New “features” emerging from generic programming#
Symbolic computations#
using Symbolics
@variables a b c d e
v = vander([a, b, c, d, e])
substitute(v, Dict(b => 2, d => 4))
Arbitrary precision computing#
x = rand(BigFloat, 10)
10-element Vector{BigFloat}:
0.2161031980318831255921322433408436907781671454955668696579829700944428593281134
0.9207073642769274767111781566471123977336878227480311277064596264604037528701053
0.8495758285303895622128469631880481687885863958640820458291008812941111667820195
0.1409939714391858189570747335937928093843166313973919351135492100570271062807622
0.8182314309046965691127340692361068002967282049571550873208670576392475049435058
0.3736399997569659792614749994324503727598543381609754716088332423833328700714368
0.5089521677934883707406197967620895023439420711903230099404844752797502609071063
0.5399866349106401290729825983026868742643178995678155591627679788469629320506872
0.5471017233930594890325921322753917364622313134246785786505090827608953421940656
0.1643490361224571024576140391199536160440523611275100721801816121999483572338236
sum(x)
5.079641355159693623151249731898475968855884183933529757170736137016122152661652
Differential equation solving with uncertainty#
Code:
using OrdinaryDiffEq, Measurements, Plots
#Half-life of Carbon-14 is 5730 years.
c = 5.730 ± 2
#Setup
u0 = 1.0 ± 0.1
tspan = (0.0, 1.0)
#Define the problem
radioactivedecay(u,p,t) = -c*u
#Pass to solver
prob = ODEProblem(radioactivedecay,u0,tspan)

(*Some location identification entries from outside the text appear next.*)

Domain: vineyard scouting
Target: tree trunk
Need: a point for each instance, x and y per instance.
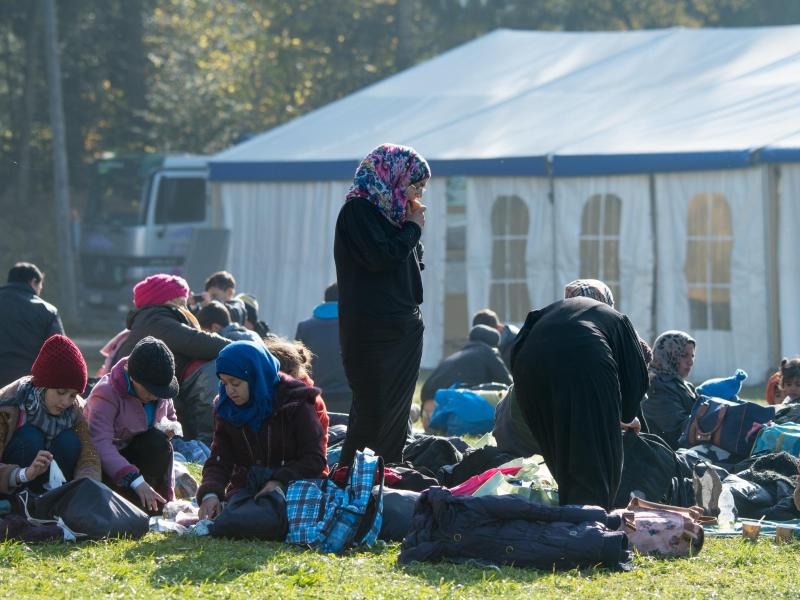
(66, 276)
(28, 108)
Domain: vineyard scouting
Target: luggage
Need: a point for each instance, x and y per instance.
(648, 467)
(247, 517)
(398, 508)
(90, 508)
(461, 412)
(778, 438)
(726, 424)
(663, 530)
(332, 519)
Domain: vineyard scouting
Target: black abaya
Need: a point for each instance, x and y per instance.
(578, 371)
(380, 327)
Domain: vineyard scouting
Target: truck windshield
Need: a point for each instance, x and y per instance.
(116, 193)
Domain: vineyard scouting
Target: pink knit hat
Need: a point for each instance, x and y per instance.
(158, 289)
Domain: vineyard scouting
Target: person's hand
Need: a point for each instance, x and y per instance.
(209, 508)
(418, 216)
(39, 465)
(635, 425)
(148, 496)
(272, 485)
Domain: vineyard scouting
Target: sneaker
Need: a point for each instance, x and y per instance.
(707, 488)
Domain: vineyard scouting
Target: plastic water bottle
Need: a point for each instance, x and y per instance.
(727, 509)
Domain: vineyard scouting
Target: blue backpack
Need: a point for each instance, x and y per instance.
(330, 518)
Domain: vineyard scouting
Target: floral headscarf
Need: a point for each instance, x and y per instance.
(383, 176)
(667, 351)
(590, 288)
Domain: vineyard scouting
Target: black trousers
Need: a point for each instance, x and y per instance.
(381, 360)
(151, 453)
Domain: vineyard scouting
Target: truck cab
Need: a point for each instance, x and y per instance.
(139, 219)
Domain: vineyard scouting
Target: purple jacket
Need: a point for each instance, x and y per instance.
(115, 416)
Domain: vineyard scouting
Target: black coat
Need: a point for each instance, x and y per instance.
(667, 407)
(170, 325)
(512, 530)
(475, 363)
(578, 371)
(26, 322)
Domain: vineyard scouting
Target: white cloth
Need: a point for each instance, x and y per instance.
(635, 240)
(788, 277)
(718, 353)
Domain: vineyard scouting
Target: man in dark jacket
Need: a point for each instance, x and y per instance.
(27, 321)
(477, 362)
(320, 334)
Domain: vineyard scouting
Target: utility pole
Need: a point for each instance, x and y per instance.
(66, 261)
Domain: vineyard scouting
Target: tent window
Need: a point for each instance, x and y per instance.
(708, 262)
(600, 240)
(509, 286)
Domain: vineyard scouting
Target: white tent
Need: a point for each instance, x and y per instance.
(656, 160)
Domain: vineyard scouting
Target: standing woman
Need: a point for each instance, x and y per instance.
(377, 253)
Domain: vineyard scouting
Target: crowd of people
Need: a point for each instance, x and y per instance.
(205, 367)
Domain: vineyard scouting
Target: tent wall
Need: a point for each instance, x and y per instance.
(635, 251)
(788, 278)
(745, 344)
(282, 250)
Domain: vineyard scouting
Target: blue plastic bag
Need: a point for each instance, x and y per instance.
(460, 411)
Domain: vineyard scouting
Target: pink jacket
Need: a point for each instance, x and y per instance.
(115, 416)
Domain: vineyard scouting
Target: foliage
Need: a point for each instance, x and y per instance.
(168, 566)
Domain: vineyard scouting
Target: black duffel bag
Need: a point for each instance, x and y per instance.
(649, 465)
(90, 508)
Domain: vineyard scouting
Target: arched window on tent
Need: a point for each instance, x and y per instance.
(508, 294)
(708, 262)
(600, 241)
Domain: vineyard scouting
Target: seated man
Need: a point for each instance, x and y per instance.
(221, 286)
(214, 317)
(477, 362)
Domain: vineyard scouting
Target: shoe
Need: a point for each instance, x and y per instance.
(707, 488)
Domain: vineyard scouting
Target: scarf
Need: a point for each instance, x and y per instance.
(30, 401)
(590, 288)
(383, 176)
(667, 351)
(250, 362)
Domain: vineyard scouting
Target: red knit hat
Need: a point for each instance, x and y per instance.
(60, 365)
(158, 289)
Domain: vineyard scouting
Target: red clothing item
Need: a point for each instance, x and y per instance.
(322, 413)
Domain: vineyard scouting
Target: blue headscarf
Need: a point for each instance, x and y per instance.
(251, 362)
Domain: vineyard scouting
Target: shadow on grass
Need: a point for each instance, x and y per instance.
(188, 559)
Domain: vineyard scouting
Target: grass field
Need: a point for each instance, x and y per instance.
(160, 566)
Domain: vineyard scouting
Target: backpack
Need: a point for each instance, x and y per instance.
(330, 518)
(726, 424)
(777, 438)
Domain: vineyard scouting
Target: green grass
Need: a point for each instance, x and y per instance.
(161, 565)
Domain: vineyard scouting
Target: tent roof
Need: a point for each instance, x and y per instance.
(523, 102)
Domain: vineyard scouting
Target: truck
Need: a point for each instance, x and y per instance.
(142, 215)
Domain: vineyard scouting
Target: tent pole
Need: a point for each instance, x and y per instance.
(654, 237)
(551, 195)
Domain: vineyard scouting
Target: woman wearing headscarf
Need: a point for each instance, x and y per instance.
(263, 418)
(579, 372)
(670, 397)
(377, 253)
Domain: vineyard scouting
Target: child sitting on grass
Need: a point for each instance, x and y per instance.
(790, 380)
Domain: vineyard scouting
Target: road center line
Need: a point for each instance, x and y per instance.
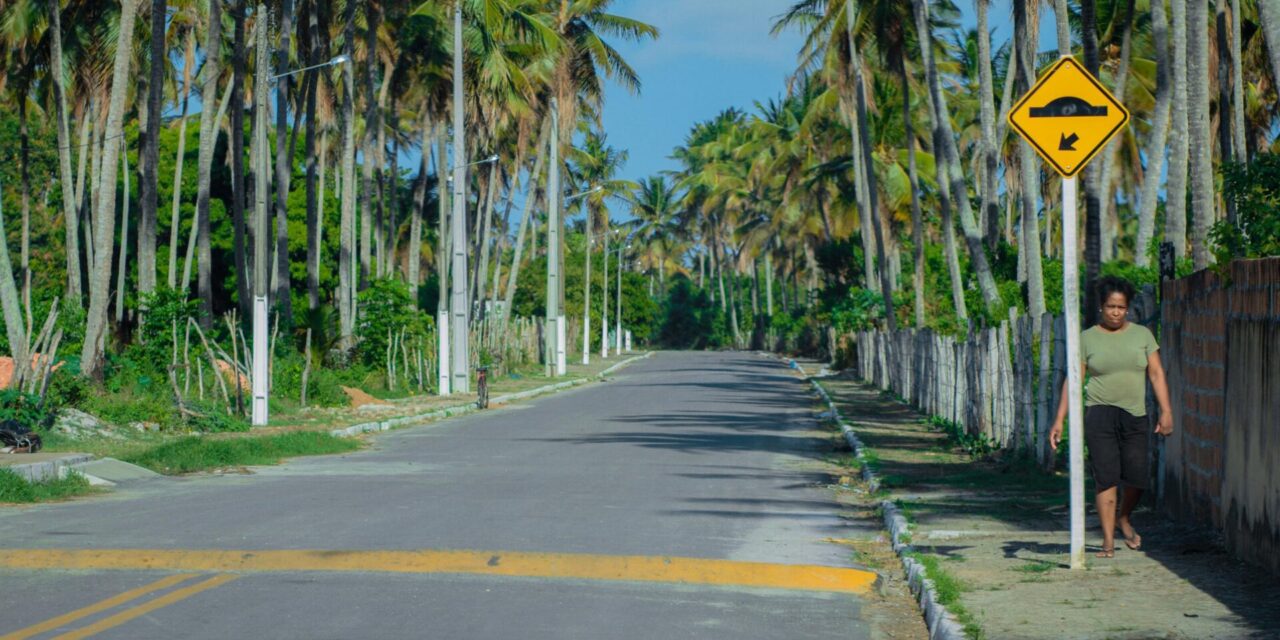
(115, 600)
(164, 600)
(636, 568)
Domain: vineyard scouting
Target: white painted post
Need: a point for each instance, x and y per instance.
(1075, 410)
(442, 334)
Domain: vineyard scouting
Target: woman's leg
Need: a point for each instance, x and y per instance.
(1105, 501)
(1127, 504)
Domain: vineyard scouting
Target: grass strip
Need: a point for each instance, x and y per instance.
(949, 589)
(16, 488)
(195, 453)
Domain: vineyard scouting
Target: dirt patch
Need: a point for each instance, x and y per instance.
(1001, 529)
(360, 398)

sol = solve(prob, Tsit5(), reltol=1e-8, abstol=1e-8);
plot(sol.t, sol.u, ylabel="u(t)", xlabel="t", lw=2, legend=false)
Output:
Historical note: In some sense, Julia implemented that feature by itself. The authors of Measurements.jl and DifferentialEquations.jl never had any collabration on this.
Core messages of this Notebook#
Julia can be fast.
A function is compiled when called for the first time with a given set of argument types.
The are multiple compilation steps all of which can be inspected through macros like
@code_warntype
.Code specialization based on the types of all of the input arguments is important for speed.
Calculations can be moved to compile-time to make run-time faster.
In virtually all cases, explicit type annotations are irrelevant for performance.
Type annotations in function signatures define a type filter/user interface.